Mantan Hakim Syarifuddin Umar, menerima uang konsinyasi dari KPK, yang diserahkan oleh Panitera Pengadilan Negeri Jakarta Selatan, 21 Agustus 2017. TEMPO/Chitra Paramaesti.
TEMPO.CO, Jakarta - Komisi Pemberantasan Korupsi (KPK) menyerahkan uang Rp 100 juta kepada mantan hakim Pengadilan Negeri Jakarta Pusat Syarifuddin Umar. Penyerahan uang itu dilakukan di Pengadilan Negeri Jakarta Selatan, hari ini, Senin, 21 Agustus 2017.
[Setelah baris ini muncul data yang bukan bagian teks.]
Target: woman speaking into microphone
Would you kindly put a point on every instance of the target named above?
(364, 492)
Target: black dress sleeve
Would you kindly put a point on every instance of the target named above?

"Penyerahan uang Rp 100 juta kepada Syarifuddin merupakan pelaksanaan putusan perdata (Putusan MA di tingkat Kasasi, yaitu Put No. 2580 K/Pdt/2013 tanggal 13 Maret 2014 dan Peninjauan Kembali, yaitu Put No. 597 PK/Pdt/2015 tanggal 24 Februari 2016). KPK tentu wajib menghormati putusan pengadilan tersebut," kata juru bicara KPK, Febri Diansyah, dalam pesan singkatnya, Senin, 21 Agustus 2017.
Dua anggota Biro Hukum KPK menyerahkan cek senilai Rp 100 juta kepada Syarifuddin di PN Jakarta Selatan. Sesuai dengan keputusan Mahkamah Agung, cek tersebut merupakan ganti rugi yang diganjar kepada KPK karena duit Syarifuddin yang disita KPK tidak berkaitan dengan kasus yang sedang ditangani KPK.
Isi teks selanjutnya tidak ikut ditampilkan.